When my son, now in college, started school in Maryland, he went to a private preschool, and only half-day public kindergarten existed. As for most young children in the United States, then and now, public early childhood education was unavailable.
Full-day kindergarten is now the norm, and 35 percent of Maryland’s 4 year olds are enrolled in public preschool, with another 15 percent in private pre-K. But the state still lags behind the national average, according to the Annie E. Casey Foundation. Because low-income children generally have less access, they are less “school ready” by kindergarten, generally perpetuating lifelong disparities. For a state that prides itself on its public education and is also among the nation’s wealthiest in per capita income, it is inexcusable that Maryland lacks free or affordable early childhood care and education.
While New York City is rolling out its public pre-K initiative and states like Oklahoma and West Virginia enroll about 75 percent of 4 year olds, the United States overall is woefully behind about 30 other rich countries in providing public pre-primary education, according to the Organization for Economic Cooperation and Development. Yet, it is widely accepted that early education improves children’s academic and social development, contributing to better outcomes in K-12 and college and higher productivity when they enter the workforce, and it helps families better balance work and family responsibilities. It is rare to find an issue that aligns educators, business, parents, economists, scientists and politicians.
Despite the many recognized benefits, the big stumbling block, as is so often in politics, is cost. Maryland spent just $109 million on public preschool for 31,700 low-income 3- and 4- year olds in 2016, less than one quarter of 1 percent of the state’s budget, with counties, other localities and the federal government chipping in more, according to the National Institute for Early Education Research.

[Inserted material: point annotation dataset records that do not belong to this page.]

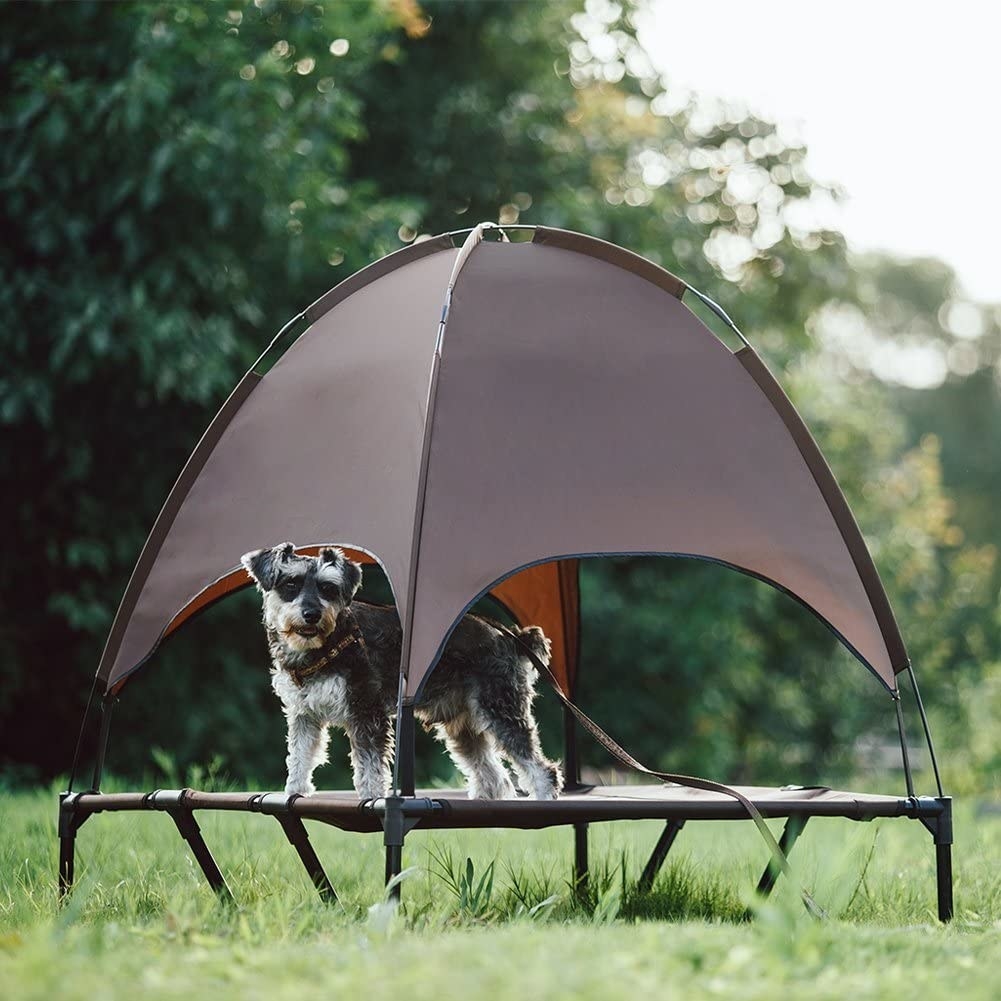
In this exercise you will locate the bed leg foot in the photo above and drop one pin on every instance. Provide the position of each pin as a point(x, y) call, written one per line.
point(394, 833)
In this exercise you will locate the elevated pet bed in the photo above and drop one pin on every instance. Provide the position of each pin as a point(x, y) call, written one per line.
point(495, 411)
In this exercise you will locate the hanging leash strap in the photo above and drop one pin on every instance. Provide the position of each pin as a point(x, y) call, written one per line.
point(690, 781)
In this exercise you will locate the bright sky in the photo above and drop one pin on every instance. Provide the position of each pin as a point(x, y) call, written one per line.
point(899, 104)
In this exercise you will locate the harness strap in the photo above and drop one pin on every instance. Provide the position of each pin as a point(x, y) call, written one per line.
point(692, 782)
point(354, 636)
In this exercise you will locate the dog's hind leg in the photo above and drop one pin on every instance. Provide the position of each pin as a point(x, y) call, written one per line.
point(476, 758)
point(371, 756)
point(307, 739)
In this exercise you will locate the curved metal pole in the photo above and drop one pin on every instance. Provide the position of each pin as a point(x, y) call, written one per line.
point(927, 729)
point(908, 777)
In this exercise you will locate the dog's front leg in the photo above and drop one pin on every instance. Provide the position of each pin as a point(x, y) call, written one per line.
point(371, 756)
point(306, 750)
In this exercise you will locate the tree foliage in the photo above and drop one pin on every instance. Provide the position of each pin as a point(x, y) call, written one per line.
point(179, 178)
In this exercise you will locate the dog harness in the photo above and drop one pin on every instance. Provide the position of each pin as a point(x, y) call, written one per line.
point(332, 649)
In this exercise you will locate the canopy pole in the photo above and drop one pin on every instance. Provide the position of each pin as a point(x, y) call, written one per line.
point(79, 739)
point(927, 729)
point(908, 777)
point(400, 763)
point(102, 742)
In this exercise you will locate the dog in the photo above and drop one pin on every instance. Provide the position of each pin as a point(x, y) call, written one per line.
point(335, 662)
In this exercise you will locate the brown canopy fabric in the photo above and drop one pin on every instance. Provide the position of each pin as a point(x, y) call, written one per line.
point(468, 416)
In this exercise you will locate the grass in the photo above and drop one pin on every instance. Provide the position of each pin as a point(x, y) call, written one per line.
point(489, 914)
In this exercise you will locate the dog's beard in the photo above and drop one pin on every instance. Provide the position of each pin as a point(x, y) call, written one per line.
point(295, 633)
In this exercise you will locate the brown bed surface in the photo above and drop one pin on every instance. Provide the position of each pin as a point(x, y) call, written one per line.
point(581, 805)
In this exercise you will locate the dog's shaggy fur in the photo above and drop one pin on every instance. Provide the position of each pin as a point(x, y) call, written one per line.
point(477, 700)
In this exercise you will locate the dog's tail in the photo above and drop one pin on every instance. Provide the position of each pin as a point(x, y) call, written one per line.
point(537, 641)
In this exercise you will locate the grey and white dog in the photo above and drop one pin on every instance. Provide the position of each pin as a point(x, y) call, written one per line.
point(335, 662)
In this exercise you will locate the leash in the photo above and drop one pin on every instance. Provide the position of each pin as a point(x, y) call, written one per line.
point(690, 781)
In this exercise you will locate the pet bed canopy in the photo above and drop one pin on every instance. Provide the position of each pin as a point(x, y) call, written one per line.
point(477, 417)
point(463, 414)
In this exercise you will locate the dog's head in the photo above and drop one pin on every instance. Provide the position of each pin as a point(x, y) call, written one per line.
point(302, 595)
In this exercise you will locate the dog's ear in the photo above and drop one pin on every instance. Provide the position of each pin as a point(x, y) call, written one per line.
point(262, 565)
point(350, 572)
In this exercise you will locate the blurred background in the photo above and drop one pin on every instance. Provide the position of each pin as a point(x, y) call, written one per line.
point(178, 179)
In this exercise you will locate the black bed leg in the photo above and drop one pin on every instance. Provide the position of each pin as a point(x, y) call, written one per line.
point(660, 853)
point(394, 832)
point(69, 824)
point(581, 859)
point(941, 829)
point(171, 801)
point(943, 867)
point(792, 831)
point(298, 838)
point(936, 816)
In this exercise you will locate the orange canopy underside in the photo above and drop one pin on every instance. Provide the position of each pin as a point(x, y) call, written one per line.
point(546, 596)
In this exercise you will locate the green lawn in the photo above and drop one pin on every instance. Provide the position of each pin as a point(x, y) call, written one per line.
point(142, 923)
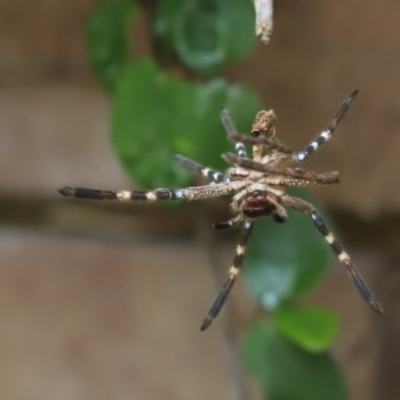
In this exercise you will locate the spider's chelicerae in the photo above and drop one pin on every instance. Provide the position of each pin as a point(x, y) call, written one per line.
point(258, 188)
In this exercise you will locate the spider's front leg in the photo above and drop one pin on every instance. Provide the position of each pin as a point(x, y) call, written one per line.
point(326, 134)
point(189, 193)
point(233, 274)
point(306, 208)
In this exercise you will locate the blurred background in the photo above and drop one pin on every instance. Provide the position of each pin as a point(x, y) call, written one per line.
point(105, 301)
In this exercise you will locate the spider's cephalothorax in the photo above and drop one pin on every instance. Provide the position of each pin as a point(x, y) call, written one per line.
point(258, 187)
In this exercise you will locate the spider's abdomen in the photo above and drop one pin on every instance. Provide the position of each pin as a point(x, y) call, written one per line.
point(257, 204)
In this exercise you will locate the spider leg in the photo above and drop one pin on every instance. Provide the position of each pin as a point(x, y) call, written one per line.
point(306, 208)
point(190, 193)
point(230, 128)
point(273, 144)
point(296, 173)
point(327, 134)
point(206, 172)
point(232, 223)
point(233, 274)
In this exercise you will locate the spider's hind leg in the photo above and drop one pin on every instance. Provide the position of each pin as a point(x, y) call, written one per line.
point(233, 274)
point(232, 223)
point(206, 172)
point(326, 134)
point(306, 208)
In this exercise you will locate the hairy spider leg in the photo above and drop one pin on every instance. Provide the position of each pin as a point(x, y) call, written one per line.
point(273, 144)
point(190, 193)
point(233, 274)
point(232, 223)
point(296, 173)
point(306, 208)
point(327, 134)
point(206, 172)
point(230, 128)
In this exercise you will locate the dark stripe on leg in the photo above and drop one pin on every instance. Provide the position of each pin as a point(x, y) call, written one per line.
point(358, 282)
point(230, 128)
point(228, 224)
point(83, 193)
point(207, 172)
point(327, 134)
point(233, 273)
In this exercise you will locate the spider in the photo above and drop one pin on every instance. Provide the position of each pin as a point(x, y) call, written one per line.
point(258, 189)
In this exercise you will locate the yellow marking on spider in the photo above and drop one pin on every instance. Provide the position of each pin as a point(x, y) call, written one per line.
point(330, 239)
point(240, 250)
point(151, 196)
point(124, 195)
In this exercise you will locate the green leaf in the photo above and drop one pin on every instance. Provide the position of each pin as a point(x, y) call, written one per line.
point(313, 328)
point(108, 40)
point(156, 115)
point(287, 372)
point(143, 123)
point(205, 33)
point(286, 260)
point(210, 138)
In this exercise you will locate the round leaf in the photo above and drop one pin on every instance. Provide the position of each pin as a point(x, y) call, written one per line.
point(286, 260)
point(205, 33)
point(313, 328)
point(143, 124)
point(108, 40)
point(156, 115)
point(287, 372)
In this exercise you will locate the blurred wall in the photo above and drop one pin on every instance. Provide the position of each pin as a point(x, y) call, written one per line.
point(93, 305)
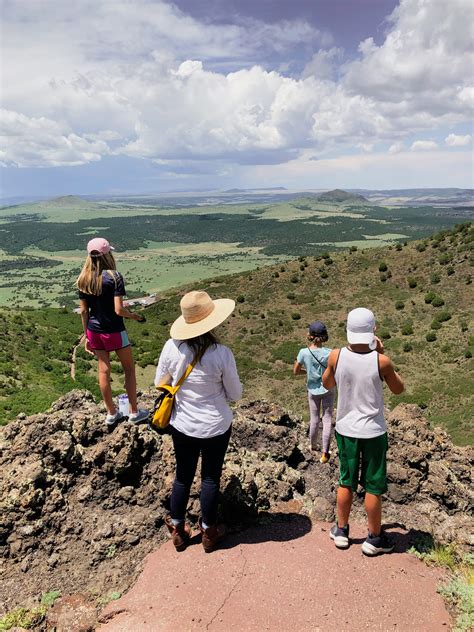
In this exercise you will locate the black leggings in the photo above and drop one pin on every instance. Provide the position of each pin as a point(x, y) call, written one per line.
point(187, 450)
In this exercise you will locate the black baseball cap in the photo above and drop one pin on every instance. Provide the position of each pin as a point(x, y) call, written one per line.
point(317, 328)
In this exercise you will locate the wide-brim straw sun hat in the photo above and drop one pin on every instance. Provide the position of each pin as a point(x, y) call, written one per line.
point(200, 314)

When it comes to child care — which can cost more than in-state college tuition and is vitally needed to keep children safe and parents sane and in the workforce — the situation is even worse. Only 1.4 million of the nation’s 20 million children ages 5 and under benefited from meager federal and state child-care subsidies in 2015, and this is just one-sixth of those who are eligible. In Maryland, families of a mere 17,400 young children received subsidies, and they are so low that they cover the costs of just 9 percent of providers.
It would be enormously beneficial to children, parents and the economy to make preschool and child care available and affordable.
But that’s not enough.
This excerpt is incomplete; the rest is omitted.